Sam Lee is a marketing manager and property consultant at JML Property. JML was established in 1994 and offers Investment Property & Homes. It specializes in managing properties for owners and investors, and providing attractive and comfortable homes for tenants.
Those intent on peering into the Macau market’s future often try their luck by looking next door to Hong Kong. Macau’s market has tended to track Hong Kong’s with a lag, both in terms of price trends and policy changes.

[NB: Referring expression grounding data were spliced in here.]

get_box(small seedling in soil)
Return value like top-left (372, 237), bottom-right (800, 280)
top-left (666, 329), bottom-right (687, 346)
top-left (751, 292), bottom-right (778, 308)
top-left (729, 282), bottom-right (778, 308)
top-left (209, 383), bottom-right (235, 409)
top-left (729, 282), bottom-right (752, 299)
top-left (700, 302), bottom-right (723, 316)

Although there are notable differences in demographics and economics, money moves a lot faster in Hong Kong’s property market and the market sentiments in Hong Kong tend to spill over into Macau.
Hong Kong’s market has come off of a longstanding bull-rally late 2018 and analysts predict a strong correction in prices in 2019. Both prices and transaction volumes have fallen since December 2018. Is this what is in store for Macau?

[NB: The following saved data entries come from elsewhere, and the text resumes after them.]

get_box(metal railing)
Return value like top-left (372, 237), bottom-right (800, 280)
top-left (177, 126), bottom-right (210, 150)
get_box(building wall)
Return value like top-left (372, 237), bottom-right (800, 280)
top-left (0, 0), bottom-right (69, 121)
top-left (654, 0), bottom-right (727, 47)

Whatever happens in Hong Kong it will no doubt impact Macau, but it’s far from certain that the same thing will happen here.
Firstly, Macau’s property market is not as ‘frothy’ with speculation as the Hong Kong market. Also, hoarding of empty flats by developers is not a big factor in Macau, so the government introducing a ‘vacancy tax’, in the unlikely event that they decide to do so at all, will not have the same incentive for developers to slash prices and offload their stock quickly.
Over the last fifteen years, Macau’s property market has definitely been on a journey. Some describe the journey has ‘profitable’. Others might describe it as ‘absurd’. No matter how you see it, there is one word that cannot be used to describe what has happened – predictable.
One of my favourite authors, a Lebanese-American academic named Nassim Nicholas Taleb often talks about “Black Swans”. A Black Swan Event is a random and unexpected event that has a massive impact. Looking back at the last 20 years, we can recognise that the events that have had an impact on the market were mostly things that could not have been reasonably foreseen. SARS. 2008. Beijing’s random fits of VISA policy regulations and money laundering crackdowns. Trump. The trade-war. Macau potentially earning the status of the ‘richest place on the planet’ with the highest GDP per capita by 2020. If we could have foreseen any of these events with any certainty in year 2000, we would all have much fatter wallets by now.
Many have ‘predicted’ that the opening of the HZMB will massively boost property prices in both Hong Kong and Macau. The bridge has been operational for a couple of months now, and although we are yet to see the long-term effects, the market has generally greeted the grand opening with crickets.